Que de fois celle-ci a-t-elle écrit à son vieil amant : « Je déserte le combat dans lequel je n’ai plus que le ridicule pour arme, mais j’accepte le sacrifice héroïque qui te donnera le bonheur… » Très beau, mais… ce sacrifice, elle ne l’a jamais accepté. Vieillie avant l’âge, incapable depuis bien longtemps d’inspirer le désir et de donner le plaisir, Juliette ne peut admettre l’idée qu’Olympio sent encore, dès que Ruth apparaît, se dresser en lui toute la virilité de Booz… Et, à cet égard, la lettre du 18 avril 1878 atteste la douloureuse inintelligence d’un tel conflit : « Tu m’épargnes trop soigneusement la peine d’envoyer celles (les réponses) que tu fais aux femmes de ton choix et de tes relations.

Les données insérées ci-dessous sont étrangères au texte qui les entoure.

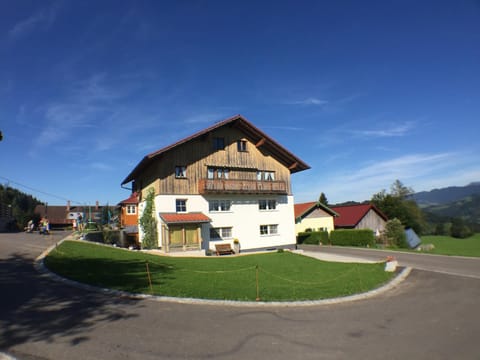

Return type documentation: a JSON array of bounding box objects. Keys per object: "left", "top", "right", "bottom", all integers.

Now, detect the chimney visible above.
[
  {"left": 67, "top": 200, "right": 71, "bottom": 211},
  {"left": 95, "top": 200, "right": 99, "bottom": 210}
]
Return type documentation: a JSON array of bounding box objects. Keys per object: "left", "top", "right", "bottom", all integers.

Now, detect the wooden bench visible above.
[{"left": 215, "top": 243, "right": 235, "bottom": 256}]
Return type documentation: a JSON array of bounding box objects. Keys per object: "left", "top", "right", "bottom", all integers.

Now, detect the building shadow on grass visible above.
[{"left": 0, "top": 252, "right": 147, "bottom": 350}]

Témoin celle que tu as écrite à Mlle Jane Essler en catimini ; pourquoi ? that is the question, qu’on peut traduire uniformément dans toutes les langues par cette réponse : parce que l’homme est toujours à l’état permanent d’infidélité soit rétrospectivement, soit au présent, soit en pensée, soit en paroles, et en action…

En fait, avec les années, l’humeur jalouse de Juliette, loin de se calmer, s’était encore aigrie, si bien qu’au début d’août 1878, elle ne craignit pas de briser ce cœur qu’elle adorait, en menaçant de fuir à jamais son vieil amant.

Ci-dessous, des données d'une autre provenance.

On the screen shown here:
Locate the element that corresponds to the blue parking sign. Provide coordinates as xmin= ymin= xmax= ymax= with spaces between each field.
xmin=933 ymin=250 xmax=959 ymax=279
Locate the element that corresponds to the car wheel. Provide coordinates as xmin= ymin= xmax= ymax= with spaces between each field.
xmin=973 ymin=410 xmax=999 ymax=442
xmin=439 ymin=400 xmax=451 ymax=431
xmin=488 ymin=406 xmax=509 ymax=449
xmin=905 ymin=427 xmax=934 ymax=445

A la longue, cette jeune femme (Blanche Lanvin) que le vieil Hugo avait tant désirée et tant aimée, jugeant la partie perdue, se lassa d’attendre. Sa disparition fut complète.
Juliette cependant luttait en vain contre le flot toujours accru des intrigantes et contre le mal atroce qui la rongeait.
Toute l’année 1879, qui, en mars, vit disparaître Léonie d’Aunet, la pauvre Juliette ne cessera d’être torturée par la jalousie. Blanche éloignée, que Hugo dut pourtant revoir, le 13 juin, il y a encore Judith Gautier, et combien d’autres !... Léonie de Vitrac, par exemple.

A cet égard, il est permis de croire que si l’on eût laissé à ce grand homme qui l’aimait la jeune Blanche qui l’adorait, la dignité de ses dernières années eût été mieux sauvegardée !
Car, c’est un fait, le 5 avril 1885, quelques semaines avant de succomber, Olympio goûtait encore le plaisir de vivre dans les bras de l’Éve éternelle. Y eut-il synchronisme entre cette singulière ténacité sexuelle (son carnet commencé le 1er janvier 1885, atteste que, durant ces premiers mois, Hugo, connut huit fois la volupté) et la permanence de son génie créateur ?

Le génie consiste-t-il dans l’abandon à la vie instinctive ou, au contraire, dans l’effort accompli pour refouler ou « sublimer celle-ci ? Or, nous savons que chez Hugo, cette lutte pathétique n’a cessé d’exister à tous les âges.

Dieu est dans le baiser,..
Amour ! Abîme ! Extase ! Ombre de Dieu sur l’homme !
Bonheur géant qui fait les autres plaisirs nains,
Hymen des sens virils et des sens féminins,
Sollicitation effrénée à la vie,
Palpitation sainte et jamais assouvie
De deux âmes mêlant sous leurs baisers deux corps !


Il date de 1876, ce cri douloureux entre tous : « Ce qu’on appelle passion, volupté, libertinage, débauche, n’est pas autre chose qu’une violence que nous fait la vie… »

Et cette fois, encore, on pense à l’inexorable tentation des Fleurs du Mal… Ébauche sublime, d’ailleurs, comme le sont tant d’ébauches :

Heureux qui, possédant la chimère éternelle,
Livre au monstre divin un cœur ensanglanté,
Et savoure, pour mieux s’anéantir en elle,
L’extase de la mort et de la volupté,
Dans l’éclair d’un baiser qui vaut l’éternité.